COUNCIL BLUFFS, Iowa — The Union Pacific Railroad Museum is taking its Building America exhibit on the road, or at least out on the rails.
The Promontory, a Union Pacific Railroad 1962-vintage baggage car, has been transformed into a state-of-the-art traveling museum. Complete with 13 large, dramatic graphics and the latest in interactive touch video screen technology, the Promontory will immerse visitors in Union Pacific’s 150-year history.
The traveling exhibit is a smaller version of the Building America exhibit that will open at the Union Pacific Railroad Museum in Council Bluffs, Iowa, on May 12, 2012.
Traveling exhibit visitors will have an opportunity to interact with history via a 65-inch touch video screen highlighting many of the 27 communities the car will be visiting in 2012. The video screen features an interactive map showing the Union Pacific system from 1869 to the present. The 150-year railroad timeline, from 1862 to present, also is available in a touch screen kiosk.
Several artifacts from the Union Pacific Railroad Museum will be on display, including:
- Archaeological finds from Ft. McPherson, Neb., which was built to protect construction crews from attacks by Great Plains tribal bands;
- Replicas of the Golden and Arizona spikes, presented at Promontory Summit, Utah, in 1869;
- Several railroad construction tools and remnants from 1862-1869; and
- Stereo cards from Union Pacific’s collection that when viewed through a special device renders them in 19th Century 3-D.
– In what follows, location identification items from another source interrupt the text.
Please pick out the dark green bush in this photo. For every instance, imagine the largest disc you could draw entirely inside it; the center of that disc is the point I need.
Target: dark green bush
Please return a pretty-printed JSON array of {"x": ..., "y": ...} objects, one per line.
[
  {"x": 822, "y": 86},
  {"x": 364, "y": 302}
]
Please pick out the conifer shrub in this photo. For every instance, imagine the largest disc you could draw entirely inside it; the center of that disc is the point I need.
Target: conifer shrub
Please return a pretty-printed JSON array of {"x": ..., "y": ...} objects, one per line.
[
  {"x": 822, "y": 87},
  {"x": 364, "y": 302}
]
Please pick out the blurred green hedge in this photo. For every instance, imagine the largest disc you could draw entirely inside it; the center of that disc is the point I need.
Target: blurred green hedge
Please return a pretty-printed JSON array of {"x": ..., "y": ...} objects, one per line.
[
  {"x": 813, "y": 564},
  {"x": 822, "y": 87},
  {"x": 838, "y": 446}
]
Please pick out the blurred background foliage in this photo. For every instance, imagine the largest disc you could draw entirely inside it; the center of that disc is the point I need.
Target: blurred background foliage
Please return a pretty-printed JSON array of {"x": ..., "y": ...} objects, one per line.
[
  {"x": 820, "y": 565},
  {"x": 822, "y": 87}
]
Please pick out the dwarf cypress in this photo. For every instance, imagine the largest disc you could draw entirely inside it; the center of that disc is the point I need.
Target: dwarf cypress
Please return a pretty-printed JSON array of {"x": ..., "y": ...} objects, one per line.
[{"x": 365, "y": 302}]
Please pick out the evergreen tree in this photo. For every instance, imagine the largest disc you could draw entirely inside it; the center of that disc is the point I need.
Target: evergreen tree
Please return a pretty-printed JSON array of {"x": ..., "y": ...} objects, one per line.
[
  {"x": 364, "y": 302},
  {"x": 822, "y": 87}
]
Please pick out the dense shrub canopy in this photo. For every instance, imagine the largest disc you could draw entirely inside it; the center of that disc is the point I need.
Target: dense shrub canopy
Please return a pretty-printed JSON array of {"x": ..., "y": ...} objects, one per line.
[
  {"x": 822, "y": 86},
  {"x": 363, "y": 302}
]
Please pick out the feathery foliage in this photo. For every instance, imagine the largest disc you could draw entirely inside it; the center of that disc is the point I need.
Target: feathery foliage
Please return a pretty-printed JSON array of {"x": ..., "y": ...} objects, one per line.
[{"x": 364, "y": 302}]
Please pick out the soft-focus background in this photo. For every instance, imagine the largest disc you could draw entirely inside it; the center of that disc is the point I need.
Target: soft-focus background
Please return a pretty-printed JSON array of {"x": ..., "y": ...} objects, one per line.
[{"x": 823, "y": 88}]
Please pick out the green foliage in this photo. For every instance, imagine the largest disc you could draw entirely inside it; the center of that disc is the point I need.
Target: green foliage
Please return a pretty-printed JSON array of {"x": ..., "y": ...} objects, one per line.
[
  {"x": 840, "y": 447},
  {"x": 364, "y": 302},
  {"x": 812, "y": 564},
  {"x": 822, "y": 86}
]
About the Promontory baggage car
The Promontory was built in 1962 by the St. Louis Car Company as postal storage car No. 5779. It is the newest car in Union Pacific’s Heritage Passenger Fleet and was renamed the Promontory in 1993. The car has carpeted walls that have enabled it to be used for displays on various special trains and at community celebrations. When not in use for displays, it is often equipped as an exercise car for long trips.
This car is named for Promontory Summit, Utah, just north of Great Salt Lake and the site selected for the joining of the Union Pacific and Central Pacific Railroads. Completion of the railroad–the greatest engineering feat of the 19th century–culminated in a celebration there on May 10, 1869. Promontory Point, often erroneously referred to as the location for the ceremony, juts out into the lake itself. It was the location of a saltworks for many years.
When Edward Harriman began the great rebuilding of the Harriman lines just after the turn of the century, the Lucin Cutoff was built across the Great Salt Lake, bypassing the original line through Promontory Summit. This was designed to move trains across Utah much faster and eliminate the old line around the northern edge of the lake. Promontory Point touches the Lucin Cutoff, and one of the steamboats used during its construction was named Promontory. The original transcontinental line through Promontory was taken up for scrap in 1942.